Good reporters and editors labor mightily to be fair-minded in their reporting of episodes and events, and I’ll defend them to my last breath. But the larger battle, captured by the phrase “winning the news cycle,” involves a fierce competition to push reports that help your own side to the top while sidelining those that serve the interests of your opponents.
In the Trump Era, this clash has fundamentally changed because the president and his lieutenants have realized that lying works; shameless dissembling is now standard operating procedure for the White House. Partisan outlets go with Trump’s versions of events, even when they are demonstrably false. Mainstream outlets feel duty-bound to report them, even as they debunk the lies.
Moreover, our chief executive instinctively knows what Alexander Hamilton taught long ago: that the despot’s “object is to throw things into confusion that he may ‘ride the storm and direct the whirlwind.’” If the news gets troublesome, Trump and his minions create all manner of controversies and distractions that consume a lot of media space and time.
His latest discovery is how his pardon power can be a big news-cycle hit, especially when a celebrity is blended in. Thus did Trump announce on Wednesday that he was commuting the life sentence of Alice Marie Johnson, convicted in 1996 on drug possession and money laundering charges, after her cause was championed by Kim Kardashian.
This followed his using the refusal of so many members of the Super Bowl-winning Philadelphia Eagles to go to a White House victory ceremony as an excuse to launch yet another attack on kneeling NFL players, one of Trump’s favorite divisive themes. (He also issued a typically misleading statement, suggesting that Eagles players disagreed with his insistence “that they proudly stand for the national anthem,” when in fact no one on the Philly squad ever knelt last season.)

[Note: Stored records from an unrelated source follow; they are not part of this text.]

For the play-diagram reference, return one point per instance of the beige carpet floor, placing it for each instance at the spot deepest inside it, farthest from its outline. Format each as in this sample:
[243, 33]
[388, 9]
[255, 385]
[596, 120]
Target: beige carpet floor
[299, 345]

And the sheer volume of corruption reports—starting with would-be Chick-fil-A spouse and Environmental Protection Agency Administrator Scott Pruitt—means that they start to drown each other out.
Then there is the challenge of balance. So much of the journalism about Trump is negative because of what he does every day and because Robert Mueller’s investigation and hardworking reporters regularly turn up embarrassing facts. Therefore, journalists feel obligated to make sure that everyone knows they can be just as tough on Democrats. Looking “partisan” is a grave transgression. Trump and the Republicans try to paint this scarlet letter on the media almost daily.